At fourteen weeks, the farmer decided to take Todd out onto the fields, the pup bounding lightly with excitement - his grin infectious. “You’re going to love it, Todd.” The farmer let his hand rest upon the pup's head. “You’ll be a fine dog yet.” 

The two were out from dawn until dusk, with Todd greeting all the farm animals with a sniff to the nose and a lick to the leg. He accompanied the farmer throughout his daily tasks making the day pass quicker than ever imagined and feel far less lonely.  

By the time they returned home, the sky became dark as the deep ocean. The sky sparkled as fireflies took over the air and danced with entrancing grace. Todd enamoured with their beauty had never experienced a creature so small and delicate that possessed such power as to glow.  

 

By six months, Todd was a natural. He herded the sheep without a single one falling out of line, he too helped the farmer dig plots for the carrots and potatoes. He truly was a special creature and the farmer knew it.  

In time, the farmer lost plenty. His children had long since flown the nest and his wife became very ill. She soon became bedridden with a fever, unable to eat or drink. 

The farmer sat with his head in his hands, emitting strained, muffled sobs. 

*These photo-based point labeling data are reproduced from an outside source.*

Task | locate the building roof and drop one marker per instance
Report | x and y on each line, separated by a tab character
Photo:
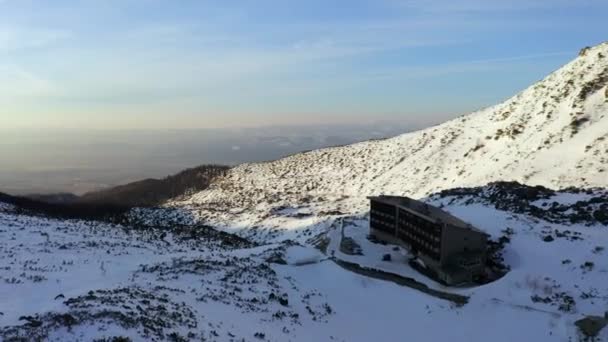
430	212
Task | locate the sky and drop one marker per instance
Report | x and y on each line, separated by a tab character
166	64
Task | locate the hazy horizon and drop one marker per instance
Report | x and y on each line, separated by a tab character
97	93
211	64
78	161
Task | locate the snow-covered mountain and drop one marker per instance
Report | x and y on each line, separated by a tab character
69	280
555	133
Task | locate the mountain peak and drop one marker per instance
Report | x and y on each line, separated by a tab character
554	134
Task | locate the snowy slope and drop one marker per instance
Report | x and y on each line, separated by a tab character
81	281
555	133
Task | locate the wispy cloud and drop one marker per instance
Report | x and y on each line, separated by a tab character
17	38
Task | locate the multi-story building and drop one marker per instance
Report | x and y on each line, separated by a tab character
453	251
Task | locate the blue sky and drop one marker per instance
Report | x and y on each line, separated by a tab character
125	64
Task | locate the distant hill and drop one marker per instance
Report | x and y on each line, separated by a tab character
153	192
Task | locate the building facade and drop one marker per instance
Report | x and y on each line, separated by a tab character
452	251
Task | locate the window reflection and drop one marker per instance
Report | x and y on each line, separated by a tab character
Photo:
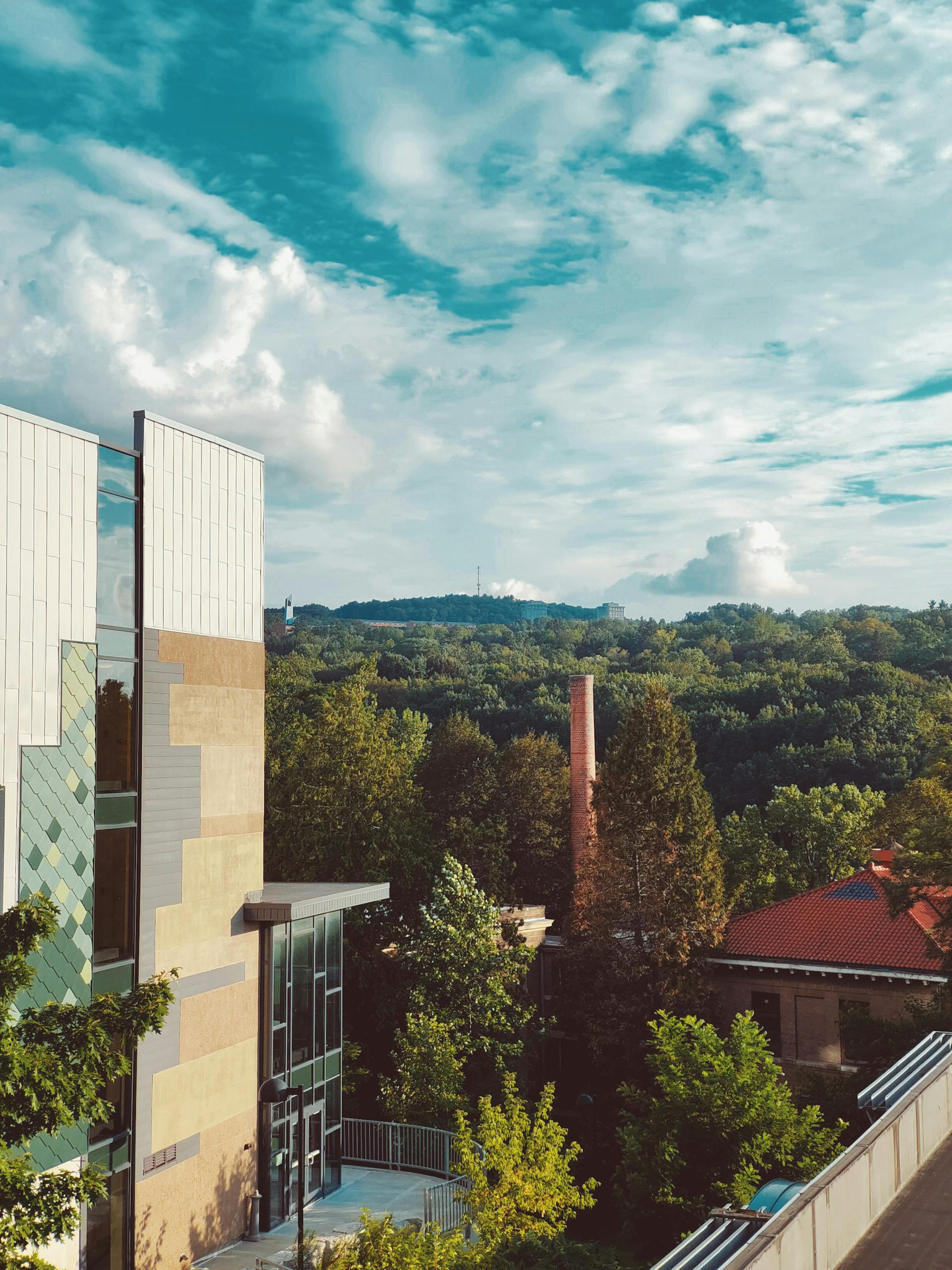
116	591
112	896
116	688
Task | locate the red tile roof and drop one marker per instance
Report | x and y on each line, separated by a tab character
846	922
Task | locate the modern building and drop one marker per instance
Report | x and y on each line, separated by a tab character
804	963
132	772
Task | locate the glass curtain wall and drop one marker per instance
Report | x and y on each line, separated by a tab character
107	1242
306	1049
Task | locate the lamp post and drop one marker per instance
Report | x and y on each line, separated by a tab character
275	1090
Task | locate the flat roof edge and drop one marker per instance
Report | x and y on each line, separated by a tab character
140	416
273	910
49	423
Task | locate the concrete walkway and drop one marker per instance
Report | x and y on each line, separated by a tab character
381	1191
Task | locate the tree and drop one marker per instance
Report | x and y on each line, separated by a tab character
55	1064
521	1183
428	1087
651	893
534	795
460	779
715	1122
466	971
919	818
342	802
804	838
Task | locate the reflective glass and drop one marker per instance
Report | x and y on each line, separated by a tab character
333	1020
117	472
107	1225
278	994
112	896
302	992
333	943
116	749
116	578
116	643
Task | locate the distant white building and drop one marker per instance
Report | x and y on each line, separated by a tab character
615	611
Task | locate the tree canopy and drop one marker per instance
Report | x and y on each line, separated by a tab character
55	1065
715	1122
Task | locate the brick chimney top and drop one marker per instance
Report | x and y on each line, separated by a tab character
884	856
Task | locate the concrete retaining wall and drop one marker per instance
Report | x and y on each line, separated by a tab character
823	1225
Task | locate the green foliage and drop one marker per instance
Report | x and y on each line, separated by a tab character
55	1064
428	1087
342	799
521	1184
651	899
803	838
716	1121
466	972
380	1245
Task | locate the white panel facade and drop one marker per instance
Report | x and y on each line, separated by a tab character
202	532
48	590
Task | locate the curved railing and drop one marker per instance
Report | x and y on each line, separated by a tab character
419	1150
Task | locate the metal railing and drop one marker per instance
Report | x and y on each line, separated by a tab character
419	1150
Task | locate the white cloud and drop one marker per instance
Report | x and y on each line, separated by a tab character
518	590
749	563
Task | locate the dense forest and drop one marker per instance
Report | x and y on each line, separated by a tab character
774	700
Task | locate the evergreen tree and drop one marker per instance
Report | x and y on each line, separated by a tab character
649	898
55	1064
715	1122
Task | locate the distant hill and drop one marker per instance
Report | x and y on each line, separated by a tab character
480	610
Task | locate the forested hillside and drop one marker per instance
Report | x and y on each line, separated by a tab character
810	700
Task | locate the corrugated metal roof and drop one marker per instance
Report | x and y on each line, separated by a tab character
907	1072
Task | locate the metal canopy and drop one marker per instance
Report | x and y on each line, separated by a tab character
287	901
907	1072
726	1231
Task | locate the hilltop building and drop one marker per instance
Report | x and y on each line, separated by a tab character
132	771
804	963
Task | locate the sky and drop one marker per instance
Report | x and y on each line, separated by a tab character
638	303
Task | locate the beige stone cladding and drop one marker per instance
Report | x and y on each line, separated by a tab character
202	850
810	1006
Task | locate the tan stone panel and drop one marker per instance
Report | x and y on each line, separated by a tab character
219	868
200	1205
202	715
233	780
214	1020
207	1091
223	826
210	954
219	662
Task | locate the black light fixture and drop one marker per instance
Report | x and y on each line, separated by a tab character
276	1090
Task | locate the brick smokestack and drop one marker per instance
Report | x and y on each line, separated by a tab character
582	755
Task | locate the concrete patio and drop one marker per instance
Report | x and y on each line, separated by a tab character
381	1191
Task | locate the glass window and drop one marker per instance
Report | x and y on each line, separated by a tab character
116	588
333	1020
107	1225
117	472
280	1004
116	706
116	643
319	1016
333	942
332	1101
112	896
766	1008
302	992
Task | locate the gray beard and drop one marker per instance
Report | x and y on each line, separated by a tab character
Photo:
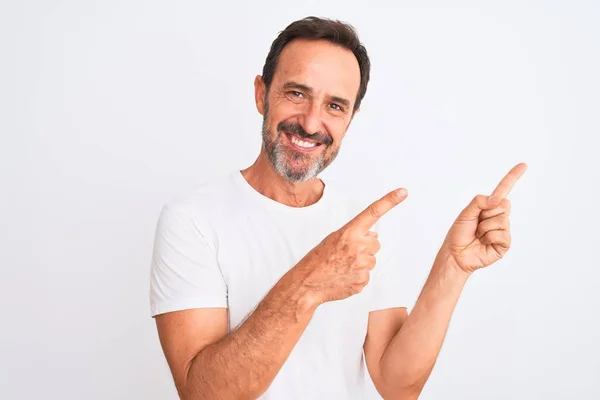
280	158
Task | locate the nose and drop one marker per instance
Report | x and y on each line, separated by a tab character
311	120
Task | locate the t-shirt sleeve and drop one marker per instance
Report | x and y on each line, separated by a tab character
185	273
392	283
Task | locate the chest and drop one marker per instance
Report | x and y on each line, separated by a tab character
259	249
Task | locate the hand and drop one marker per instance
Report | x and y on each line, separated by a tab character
340	265
480	235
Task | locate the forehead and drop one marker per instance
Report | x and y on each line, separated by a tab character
325	67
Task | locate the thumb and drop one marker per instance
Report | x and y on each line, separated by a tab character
477	205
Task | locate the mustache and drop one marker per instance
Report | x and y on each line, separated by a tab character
298	130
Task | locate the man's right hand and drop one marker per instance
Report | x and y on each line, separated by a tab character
340	265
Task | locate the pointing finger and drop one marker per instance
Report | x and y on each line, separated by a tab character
507	183
367	218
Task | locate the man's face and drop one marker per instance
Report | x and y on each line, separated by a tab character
308	107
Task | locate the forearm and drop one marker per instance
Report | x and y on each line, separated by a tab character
244	363
409	358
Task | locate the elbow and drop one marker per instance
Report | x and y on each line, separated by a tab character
405	388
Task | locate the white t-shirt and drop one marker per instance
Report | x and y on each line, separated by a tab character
226	245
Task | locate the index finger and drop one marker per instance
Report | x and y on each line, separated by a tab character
367	218
507	183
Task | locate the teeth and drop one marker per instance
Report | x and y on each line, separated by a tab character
302	143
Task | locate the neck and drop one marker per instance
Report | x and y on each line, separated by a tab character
263	178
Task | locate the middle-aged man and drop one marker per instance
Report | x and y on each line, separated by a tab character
264	283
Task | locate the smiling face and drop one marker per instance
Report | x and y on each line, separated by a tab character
308	107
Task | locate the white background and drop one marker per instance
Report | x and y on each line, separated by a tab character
108	109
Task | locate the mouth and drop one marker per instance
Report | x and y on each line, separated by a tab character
302	145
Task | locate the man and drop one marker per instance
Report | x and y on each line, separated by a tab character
264	283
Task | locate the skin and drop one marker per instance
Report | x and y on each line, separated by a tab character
312	95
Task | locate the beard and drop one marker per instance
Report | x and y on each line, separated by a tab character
292	164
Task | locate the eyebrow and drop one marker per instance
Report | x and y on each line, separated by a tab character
308	89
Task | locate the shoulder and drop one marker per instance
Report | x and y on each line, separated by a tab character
196	209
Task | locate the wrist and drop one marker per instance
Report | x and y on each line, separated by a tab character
446	262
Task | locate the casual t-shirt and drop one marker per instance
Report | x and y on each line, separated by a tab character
226	245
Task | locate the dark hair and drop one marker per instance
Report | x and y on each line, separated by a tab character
315	28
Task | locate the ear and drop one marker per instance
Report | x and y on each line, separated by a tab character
351	119
259	94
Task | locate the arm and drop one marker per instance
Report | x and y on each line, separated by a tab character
208	364
479	237
205	362
401	350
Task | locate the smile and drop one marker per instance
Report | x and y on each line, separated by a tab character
301	144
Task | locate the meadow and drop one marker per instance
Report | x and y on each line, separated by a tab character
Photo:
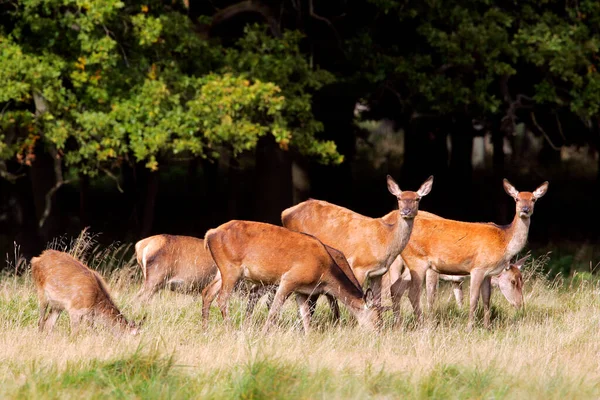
549	350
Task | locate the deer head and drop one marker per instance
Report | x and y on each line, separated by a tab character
525	200
408	201
510	282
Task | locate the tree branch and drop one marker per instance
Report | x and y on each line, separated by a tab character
59	182
312	13
248	6
113	177
9	176
543	132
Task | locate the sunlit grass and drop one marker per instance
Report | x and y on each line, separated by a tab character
551	350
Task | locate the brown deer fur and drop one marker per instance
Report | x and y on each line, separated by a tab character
173	261
63	283
480	250
369	244
272	255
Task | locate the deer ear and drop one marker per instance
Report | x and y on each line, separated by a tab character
425	187
541	190
510	189
393	187
520	262
369	298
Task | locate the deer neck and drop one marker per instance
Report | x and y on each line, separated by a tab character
400	230
517	235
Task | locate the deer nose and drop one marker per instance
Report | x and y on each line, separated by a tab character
405	212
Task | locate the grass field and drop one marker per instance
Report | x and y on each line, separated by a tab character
552	350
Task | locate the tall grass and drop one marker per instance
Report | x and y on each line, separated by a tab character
552	350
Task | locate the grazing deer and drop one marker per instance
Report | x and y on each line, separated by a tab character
173	261
63	283
369	244
509	281
271	255
480	250
181	262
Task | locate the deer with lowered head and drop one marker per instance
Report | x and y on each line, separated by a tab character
181	262
64	283
369	244
272	255
174	262
509	281
481	250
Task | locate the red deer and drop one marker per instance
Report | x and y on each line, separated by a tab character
173	261
369	244
180	262
509	281
63	283
272	255
480	250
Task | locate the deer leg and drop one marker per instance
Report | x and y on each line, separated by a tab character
75	319
431	284
397	289
283	292
148	290
458	294
208	295
335	308
43	309
477	277
414	292
256	292
51	319
486	291
304	308
227	285
376	288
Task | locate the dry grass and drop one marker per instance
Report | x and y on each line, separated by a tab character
550	351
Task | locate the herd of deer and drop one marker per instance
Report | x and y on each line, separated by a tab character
322	248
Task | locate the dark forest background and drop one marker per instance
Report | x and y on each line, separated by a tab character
152	117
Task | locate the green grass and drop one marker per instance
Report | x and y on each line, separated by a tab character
549	351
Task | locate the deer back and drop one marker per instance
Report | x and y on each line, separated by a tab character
165	257
69	285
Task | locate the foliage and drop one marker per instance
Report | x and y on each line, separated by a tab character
482	58
104	83
174	357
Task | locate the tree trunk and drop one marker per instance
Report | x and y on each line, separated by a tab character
84	194
213	188
149	202
461	169
498	164
27	232
273	183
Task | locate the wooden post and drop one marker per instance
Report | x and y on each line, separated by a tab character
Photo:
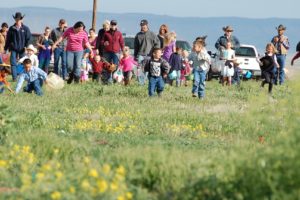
94	14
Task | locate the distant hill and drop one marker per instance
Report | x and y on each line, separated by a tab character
250	31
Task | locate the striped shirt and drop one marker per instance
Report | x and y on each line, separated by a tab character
76	41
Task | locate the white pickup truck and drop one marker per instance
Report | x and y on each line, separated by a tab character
246	56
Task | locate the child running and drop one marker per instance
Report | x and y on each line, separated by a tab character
200	63
157	69
126	65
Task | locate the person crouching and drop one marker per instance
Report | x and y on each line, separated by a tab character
34	76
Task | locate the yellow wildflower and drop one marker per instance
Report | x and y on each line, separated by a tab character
114	186
85	184
129	195
86	160
3	163
58	174
121	170
106	169
55	195
46	167
93	173
40	176
102	185
72	190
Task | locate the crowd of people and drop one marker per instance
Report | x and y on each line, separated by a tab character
156	58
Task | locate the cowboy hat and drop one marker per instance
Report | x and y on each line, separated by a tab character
31	47
18	15
227	28
281	27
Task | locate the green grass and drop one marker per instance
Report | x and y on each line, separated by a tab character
174	147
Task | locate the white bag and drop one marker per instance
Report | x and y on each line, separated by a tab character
54	81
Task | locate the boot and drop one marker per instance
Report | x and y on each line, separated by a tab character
71	77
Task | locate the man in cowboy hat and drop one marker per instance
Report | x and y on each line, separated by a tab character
282	46
221	45
17	39
144	43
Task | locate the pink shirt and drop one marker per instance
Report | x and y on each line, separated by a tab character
127	63
76	41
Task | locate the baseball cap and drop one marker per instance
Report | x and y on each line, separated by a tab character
144	22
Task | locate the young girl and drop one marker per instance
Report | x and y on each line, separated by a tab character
176	65
126	65
169	45
44	43
4	71
200	62
186	68
227	70
268	63
85	67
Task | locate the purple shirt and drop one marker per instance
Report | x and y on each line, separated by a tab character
168	50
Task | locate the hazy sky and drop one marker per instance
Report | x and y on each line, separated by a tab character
182	8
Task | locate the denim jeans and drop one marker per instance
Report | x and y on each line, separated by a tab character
74	62
111	58
141	75
13	62
35	86
1	87
199	82
60	55
279	72
236	76
155	84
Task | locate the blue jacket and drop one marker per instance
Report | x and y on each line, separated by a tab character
17	40
223	40
175	62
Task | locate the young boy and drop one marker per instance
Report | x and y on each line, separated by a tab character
4	71
200	63
34	76
157	69
97	66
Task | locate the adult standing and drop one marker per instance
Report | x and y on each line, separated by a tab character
163	30
77	38
18	37
227	37
101	32
60	50
221	45
93	39
282	46
45	44
3	33
144	42
113	43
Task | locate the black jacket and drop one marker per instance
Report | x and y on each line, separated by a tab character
17	40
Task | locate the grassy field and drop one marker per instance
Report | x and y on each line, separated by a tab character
114	142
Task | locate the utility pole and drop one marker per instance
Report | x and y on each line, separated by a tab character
94	14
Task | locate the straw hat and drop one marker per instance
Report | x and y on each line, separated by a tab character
227	28
31	47
19	16
281	27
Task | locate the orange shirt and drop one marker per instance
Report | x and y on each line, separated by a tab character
3	78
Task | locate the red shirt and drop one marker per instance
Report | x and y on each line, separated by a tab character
3	78
115	41
76	41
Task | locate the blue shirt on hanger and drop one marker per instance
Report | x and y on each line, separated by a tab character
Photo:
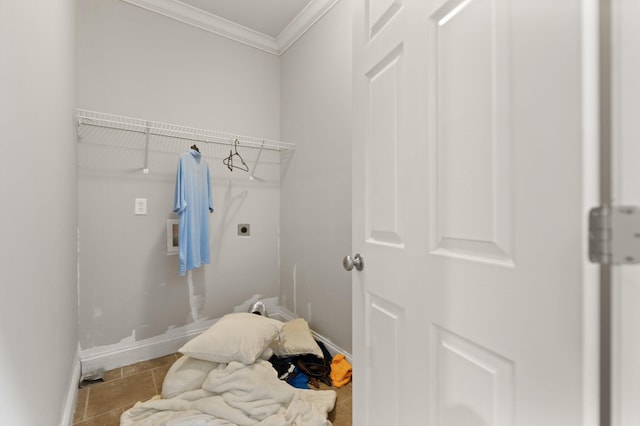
192	203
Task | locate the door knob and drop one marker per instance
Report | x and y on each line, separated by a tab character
348	262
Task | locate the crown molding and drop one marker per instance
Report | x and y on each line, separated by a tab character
175	9
311	14
198	18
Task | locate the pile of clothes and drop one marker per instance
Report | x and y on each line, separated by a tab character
301	371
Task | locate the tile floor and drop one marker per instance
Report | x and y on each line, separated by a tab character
101	404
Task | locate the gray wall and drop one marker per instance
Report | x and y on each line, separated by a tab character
38	293
315	216
136	63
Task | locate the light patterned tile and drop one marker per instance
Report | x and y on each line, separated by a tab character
111	418
147	365
104	397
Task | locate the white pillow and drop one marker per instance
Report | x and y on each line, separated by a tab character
296	339
238	337
186	374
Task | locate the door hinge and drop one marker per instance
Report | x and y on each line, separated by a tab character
614	235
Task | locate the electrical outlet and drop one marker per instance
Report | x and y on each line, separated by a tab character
140	207
244	230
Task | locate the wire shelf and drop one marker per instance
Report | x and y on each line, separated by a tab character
155	128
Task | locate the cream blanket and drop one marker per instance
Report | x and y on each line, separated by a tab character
200	393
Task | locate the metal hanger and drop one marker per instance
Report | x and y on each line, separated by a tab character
229	160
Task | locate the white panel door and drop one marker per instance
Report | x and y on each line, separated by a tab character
469	212
626	191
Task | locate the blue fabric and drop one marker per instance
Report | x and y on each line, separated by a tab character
299	380
192	203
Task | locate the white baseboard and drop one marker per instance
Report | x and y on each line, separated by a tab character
69	405
130	351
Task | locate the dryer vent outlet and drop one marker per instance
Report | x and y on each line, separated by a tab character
244	230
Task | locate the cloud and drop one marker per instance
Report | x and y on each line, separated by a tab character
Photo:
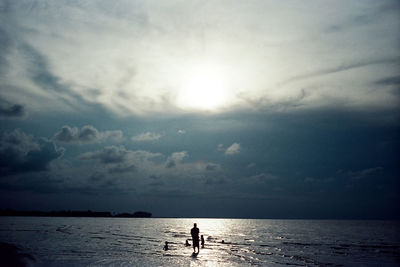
47	66
86	135
233	149
212	167
145	137
9	110
261	178
110	154
21	153
118	159
363	174
175	159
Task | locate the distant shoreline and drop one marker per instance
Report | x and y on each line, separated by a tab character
75	213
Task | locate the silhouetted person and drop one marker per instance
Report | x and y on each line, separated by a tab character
195	238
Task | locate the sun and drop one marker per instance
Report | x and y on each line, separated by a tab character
203	87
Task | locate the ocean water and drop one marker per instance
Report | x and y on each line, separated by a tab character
247	242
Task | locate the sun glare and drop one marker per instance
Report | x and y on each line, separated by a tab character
203	87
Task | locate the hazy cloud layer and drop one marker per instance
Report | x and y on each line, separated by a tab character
145	137
86	135
21	153
335	56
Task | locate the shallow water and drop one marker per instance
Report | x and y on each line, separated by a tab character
139	242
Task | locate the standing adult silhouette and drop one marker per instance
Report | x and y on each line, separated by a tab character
195	238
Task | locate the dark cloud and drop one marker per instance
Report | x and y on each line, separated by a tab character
363	174
11	110
175	159
21	153
109	155
86	135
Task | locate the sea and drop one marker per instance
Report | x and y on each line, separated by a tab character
57	241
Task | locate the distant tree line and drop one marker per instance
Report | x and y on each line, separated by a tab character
74	213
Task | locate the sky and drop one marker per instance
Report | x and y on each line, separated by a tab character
242	109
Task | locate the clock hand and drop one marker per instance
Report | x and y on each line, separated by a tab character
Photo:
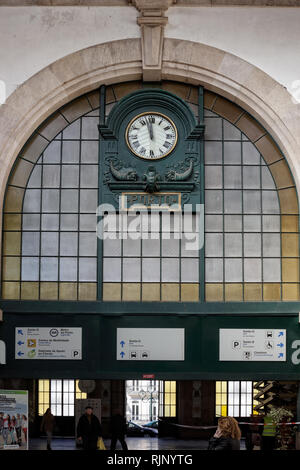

Todd stood on the sidelines, watching and waiting, trying to make sense of it all. Quietly, he crept behind the sofa and over to the stairs. Swiftly he began to climb. As he reached the second floor, he came to a hallway with each floorboard creaking under his paws. A door lay ajar, inviting him inside. Upon entering, he saw the farmer's wife laying atop the bed - her breathing ragged and uneven. “Todd, is that you?” Her voice became raw as she whispered her call, “Come here, Todd.” At the command, he crept over to her bedside.  

Her eyes lacked the life they once held, Todd could recognise this. He lowered his ears as a sign of respect and raised his paw onto the bed. She chuckled lightly, but even that turned into a terrible cough. She placed a hand over his paw and offered him a small smile; “I won’t live forever, Todd. You know that.” Todd could sense it, as horrible as it was. “You’ll have to take care of him, can you do that for me?” Todd scooted forward as he licked her hand, the gesture a sign that he could understand her words and their meaning. Her lips stretched farther and a stray tear fell from her eyes. She reached her arm under her pillow and pulled out an unfinished knitted bear. “This is for you,” she spoke sullenly, “Keep it close.” With a final pat to his charcoal ears, she kissed his forehead and rolled over to face away from him as a fit of coughs overtook her speech, and rest was certainly needed.  

Todd watched on for a moment more. He watched as her chest rose and fell with each laboured breath. The reality of what was sent pain through him as though a viper had poisoned him. Slowly he made his way to the door, allowing the woman to rest. As he came to the first floor the farmer remained where he left him. Todd picked up the farmer’s cap within his mouth and sat next to him. “Not today, Todd,” the farmer meekly spoke. A paw placed itself on the farmer’s lap. Todd dropped the hat to the floor and pressed his snout into the farmer’s hand.  

 

A month later, the rain poured. Its droplets fell as soft as thunder, but to the farmer and his dog, the weather was of no concern.  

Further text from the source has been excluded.